Where Artificial Intelligence (Still) Cannot Beat Humans
By enabling the automation of tasks traditionally accomplished by human agents, the advent of AI-powered analytics brings about a redefinition of roles. The traditional roles in the analytics cycle should evolve by considering the skills that still give humans a competitive advantage over machines. Even if the accelerating speed of technological progress is gradually pushing the limits of AI, humans typically outperform machines in the following skills: question asking (finding problems as opposed to solving them), creativity, interpersonal skills, and social intelligence. These skills suggest ways of evolving the roles of data scientists, analysts or business users in the analytics process. Data scientists, threatened by AI in their very function of model creation and evaluation, could strengthen their role in the early phase of the analytics cycle: identifying the business questions that the machine-learning models will help answering. Data scientists, as well as analysts, should sharpen their storytelling skills. Like the art of writing novels, storytelling with data requires creativity. Finally, business users could exploit their social skills to make analytics a more collective process. Contrary to the group decision support systems (GDSS) of yesteryears, the main analytics systems of today very much focus on individuals. Using virtual or augmented reality (immersive analytics), business users may analyze data collectively and discuss insights before making a common decision.
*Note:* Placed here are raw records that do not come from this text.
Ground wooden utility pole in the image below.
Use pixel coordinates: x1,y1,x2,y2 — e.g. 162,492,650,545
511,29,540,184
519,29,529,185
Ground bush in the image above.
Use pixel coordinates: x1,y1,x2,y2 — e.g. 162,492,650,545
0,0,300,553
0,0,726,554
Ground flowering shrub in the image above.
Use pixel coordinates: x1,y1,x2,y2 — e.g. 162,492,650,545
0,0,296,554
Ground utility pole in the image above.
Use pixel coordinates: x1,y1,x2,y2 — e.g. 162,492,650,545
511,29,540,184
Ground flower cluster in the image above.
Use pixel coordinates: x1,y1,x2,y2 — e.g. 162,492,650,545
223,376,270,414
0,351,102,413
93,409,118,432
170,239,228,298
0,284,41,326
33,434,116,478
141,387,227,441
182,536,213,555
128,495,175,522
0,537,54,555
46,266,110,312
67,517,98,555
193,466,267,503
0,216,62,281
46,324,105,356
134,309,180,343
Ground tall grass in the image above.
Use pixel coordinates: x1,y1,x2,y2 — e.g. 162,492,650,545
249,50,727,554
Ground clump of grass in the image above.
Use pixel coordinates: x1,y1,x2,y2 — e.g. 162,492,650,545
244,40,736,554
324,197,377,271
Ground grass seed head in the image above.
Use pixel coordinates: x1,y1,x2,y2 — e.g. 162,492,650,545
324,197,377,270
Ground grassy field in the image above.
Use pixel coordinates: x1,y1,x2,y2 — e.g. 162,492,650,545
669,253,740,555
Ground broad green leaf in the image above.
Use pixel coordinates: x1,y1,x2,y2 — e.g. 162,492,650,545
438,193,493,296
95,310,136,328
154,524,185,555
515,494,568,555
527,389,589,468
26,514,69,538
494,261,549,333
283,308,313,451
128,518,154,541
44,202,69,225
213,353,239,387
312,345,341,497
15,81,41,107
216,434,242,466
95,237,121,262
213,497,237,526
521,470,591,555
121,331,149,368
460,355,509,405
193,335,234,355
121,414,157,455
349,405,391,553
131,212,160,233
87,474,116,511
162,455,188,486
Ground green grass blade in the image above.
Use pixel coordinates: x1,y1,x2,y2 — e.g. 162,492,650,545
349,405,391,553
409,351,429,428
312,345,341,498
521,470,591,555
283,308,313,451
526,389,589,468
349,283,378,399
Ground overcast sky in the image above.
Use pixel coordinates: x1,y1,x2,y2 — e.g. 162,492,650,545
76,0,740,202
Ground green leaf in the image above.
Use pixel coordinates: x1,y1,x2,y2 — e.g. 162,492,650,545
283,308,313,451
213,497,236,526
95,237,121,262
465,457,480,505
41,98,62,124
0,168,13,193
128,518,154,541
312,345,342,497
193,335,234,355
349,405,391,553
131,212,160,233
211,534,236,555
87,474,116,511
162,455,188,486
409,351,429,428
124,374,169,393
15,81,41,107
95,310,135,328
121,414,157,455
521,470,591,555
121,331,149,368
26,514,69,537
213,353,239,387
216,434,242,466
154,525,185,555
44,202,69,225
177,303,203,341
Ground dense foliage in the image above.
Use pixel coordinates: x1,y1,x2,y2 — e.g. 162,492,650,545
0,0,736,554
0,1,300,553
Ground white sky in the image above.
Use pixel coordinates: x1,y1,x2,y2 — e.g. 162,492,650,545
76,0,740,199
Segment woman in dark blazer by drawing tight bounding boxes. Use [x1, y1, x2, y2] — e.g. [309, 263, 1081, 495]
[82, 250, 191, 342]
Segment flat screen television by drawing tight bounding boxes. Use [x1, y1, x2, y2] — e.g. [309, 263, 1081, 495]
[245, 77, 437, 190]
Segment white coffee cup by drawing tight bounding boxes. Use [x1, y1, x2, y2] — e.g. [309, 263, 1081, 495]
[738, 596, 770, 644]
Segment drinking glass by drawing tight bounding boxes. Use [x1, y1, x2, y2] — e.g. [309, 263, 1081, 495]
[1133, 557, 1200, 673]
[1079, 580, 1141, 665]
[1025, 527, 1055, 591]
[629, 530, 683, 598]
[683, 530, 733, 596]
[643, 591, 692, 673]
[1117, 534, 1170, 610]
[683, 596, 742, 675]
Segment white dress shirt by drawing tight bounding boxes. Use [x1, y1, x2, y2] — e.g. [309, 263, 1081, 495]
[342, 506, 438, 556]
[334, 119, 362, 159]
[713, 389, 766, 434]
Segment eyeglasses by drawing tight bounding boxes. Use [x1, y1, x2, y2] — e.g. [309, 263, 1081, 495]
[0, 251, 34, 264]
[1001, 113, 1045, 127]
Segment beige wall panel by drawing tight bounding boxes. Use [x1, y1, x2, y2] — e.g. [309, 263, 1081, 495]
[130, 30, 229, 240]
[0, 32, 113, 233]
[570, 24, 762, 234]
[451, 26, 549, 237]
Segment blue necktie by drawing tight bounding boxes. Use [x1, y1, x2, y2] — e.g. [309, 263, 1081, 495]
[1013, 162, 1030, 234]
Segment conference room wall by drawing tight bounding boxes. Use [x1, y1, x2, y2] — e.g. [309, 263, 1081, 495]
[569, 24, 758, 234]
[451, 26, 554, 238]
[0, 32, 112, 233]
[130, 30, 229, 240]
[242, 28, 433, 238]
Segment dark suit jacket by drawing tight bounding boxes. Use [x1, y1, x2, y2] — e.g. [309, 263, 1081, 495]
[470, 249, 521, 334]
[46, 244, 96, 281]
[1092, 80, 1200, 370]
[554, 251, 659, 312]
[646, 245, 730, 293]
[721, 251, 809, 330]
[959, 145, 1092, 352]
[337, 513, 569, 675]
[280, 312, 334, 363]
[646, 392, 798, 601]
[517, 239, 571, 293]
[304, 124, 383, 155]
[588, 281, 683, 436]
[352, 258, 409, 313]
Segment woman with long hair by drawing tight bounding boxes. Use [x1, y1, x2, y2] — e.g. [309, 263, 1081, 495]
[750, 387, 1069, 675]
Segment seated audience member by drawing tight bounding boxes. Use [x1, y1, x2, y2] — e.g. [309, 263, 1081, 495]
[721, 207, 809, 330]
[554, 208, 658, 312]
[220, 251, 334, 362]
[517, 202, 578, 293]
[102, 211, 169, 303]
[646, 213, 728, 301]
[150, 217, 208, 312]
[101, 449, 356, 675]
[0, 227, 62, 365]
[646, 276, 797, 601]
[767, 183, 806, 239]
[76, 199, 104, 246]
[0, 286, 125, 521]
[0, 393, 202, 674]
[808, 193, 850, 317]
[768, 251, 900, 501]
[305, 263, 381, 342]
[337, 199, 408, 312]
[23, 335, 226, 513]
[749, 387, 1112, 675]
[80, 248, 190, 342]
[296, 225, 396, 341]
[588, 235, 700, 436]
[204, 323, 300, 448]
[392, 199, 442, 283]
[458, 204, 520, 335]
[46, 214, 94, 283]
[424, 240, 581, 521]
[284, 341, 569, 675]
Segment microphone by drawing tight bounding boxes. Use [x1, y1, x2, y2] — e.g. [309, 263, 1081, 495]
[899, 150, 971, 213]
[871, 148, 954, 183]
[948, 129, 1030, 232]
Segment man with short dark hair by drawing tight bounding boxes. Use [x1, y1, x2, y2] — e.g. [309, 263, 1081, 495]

If properly managed, AI-powered analytics provides an opportunity to analyze more data, more efficiently, and, ultimately, to make better decisions. Beyond the challenges mentioned above, many questions require further investigation by researchers and practitioners, such as:
- Should all business users take the role of “citizen data scientist”, or should a specific category of business users play this role?
- To what extent does AI improve the perceived usefulness and perceived ease of use of analytics systems?
- What are the key determinants of success of AI-powered analytics?
- What are the main factors affecting the credibility of the insights that AI-powered analytics generates and trust in the decisions that it suggests or makes?